37. Bölüm

2.9K 251 293
                                    


Bölümü arkadaşım silann_n ' a ithaf ediyorum.

Bölüme başlamadan önce size beni çok etkileyen bir mesajı bırakmak istiyorum.

Devam eden hikayelerimi final yaptıktan sonra ( becerebilirsem finale kadar götürmeyi tabi ), yeni bir kurgu yazmayı düşünmüyorum. Siteyi bırakacağım sanırım. Galiba bu mesajdan bu kadar etkilenme nedenim de bu oldu.

Şu sınır işini bir de ben denemek istiyorum.

Bölümün sınırı 250 yorum. Umarım geçilebilir.

"Ne yaptın Poyraz?" diye sordu Altay. Gözlerini Güneş 'in üzerinden ayırmıyordu.

"Anlaştığımız gibi Altay, gidip Güneş' i beklediği yerde konuştum Bora 'yla." dedi Poyraz. Bakışlarını Altay 'ın üzerinden kaçırdı, o da Altay gibi odada ölü gibi yatan genç kıza çevirdi gözlerini .

Gözleri yalnızca saatler önce dağ gibi bir adamın yıkılışına şahit olmuştu. Bir gün bu yaptığına pişman olmayacağını umuyordu yalnızca. Şans onunla olsun istiyordu bu konuda. Kader ona gülsün istiyordu.

"Ona, Güneş' in bu gün ki evlilik teklifi planını anladığını, haberdar olduğunu ama Güneş' in onu, onunla evlenecek kadar sevmediğini, aşık olmadığını söyledim. Yaşadıkları her anın dolu dolu geçtiğini, Güneş 'in ortak geçirdikleri her ana saygı duyduğunu ama Bora' yı onunla hayatını birleştirecek , daha fazla bir ilişki yaşayacak kadar, çok çaba harcamasına rağmen, sevemediğini söyledim . Bora 'nın böyle anlamlar yüklediği bir günde, Güneş' in onun karşısına geçip, bunları açığa çıkartacak kadar cesaretinin olmadığını, bu yüzden onun yerine oraya gittiğimi anlattım. Güneş 'in fazlasıyla yorulduğu ve kendini bir şeylere mecbur hissettiği bu ilişkide çok yıprandığını bir süre kendini toparlamak için İstanbul 'dan uzaklaşacağını da ekledim . " dedi Poyraz.

Diline bir sızı yayıldı. Nasıl böyle konuşabildiğine o bile şaşırdı. Dili damağı kururken, kalbi tüm vücuduna ölümcül bir hızla kan pompalıyordu. Basınç damar duvarlarını zorluyordu.

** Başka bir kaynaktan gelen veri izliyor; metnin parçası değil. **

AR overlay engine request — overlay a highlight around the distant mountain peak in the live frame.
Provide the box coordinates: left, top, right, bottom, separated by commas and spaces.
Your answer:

Altay' ın gözleri doldu. Esin 'in hastalıklı hisleri onun sinirlerini bozarken, Esin' den ayrı tutmadığı Güneş ise kalbini acıtıyordu.

Doktor yarın sabaha kadar Güneş 'in uyanamayacağını söylemişti Altay' a. Bundan sonra ki süreçte ne zaman stres yapsa, üzülse böyle bir krizin onu yoklayacağından bahsetmişti. Ve maalesef ki Güneş bundan sonra gelecek krizleri belki de böylesine hafif atlatamayacaktı.

Güneş için aslında bundan sonra ki sürecin hiçbir aşaması kolay geçmeyecekti.

Odaya giren hemşire yeni bir damar yolu açmak için turnikeyi bağladığında Güneş 'in koluna , Altay arkasını döndü ve uzaklaşıp pencere önüne konulmuş koltuklardan birine çöktü. Poyraz peşinden giderken tüm bedeni titriyordu.

"Benim için neler söyledi?" diye sordu Altay, içindeki ağlama isteği geçmiyordu.

"Bu ilişkiyi hiçbir zaman desteklemediğini belirtmiş ve Güneş 'ten uzak durması gerektiğinin sinyallerini ona her zaman vermiştin zaten Altay. Bora' ya, hiçbir zaman Bora 'yı kız kardeşin gibi gördüğün Güneş' in yanına ne maddi ne de manevi anlamda yakıştıramadığını ona, Bora kadar serseri birini hiçbir açıdan uygun bulmadığını, Güneş 'in bu kararının seni çok mutlu ettiğini, böyle bir terk edişte Güneş' in tarafında olduğunu ve kız kardeşini böyle ağır bir süreçte yalnız bırakmamak için onunla birlikte gittiğini, söyledim. " dedi Poyraz.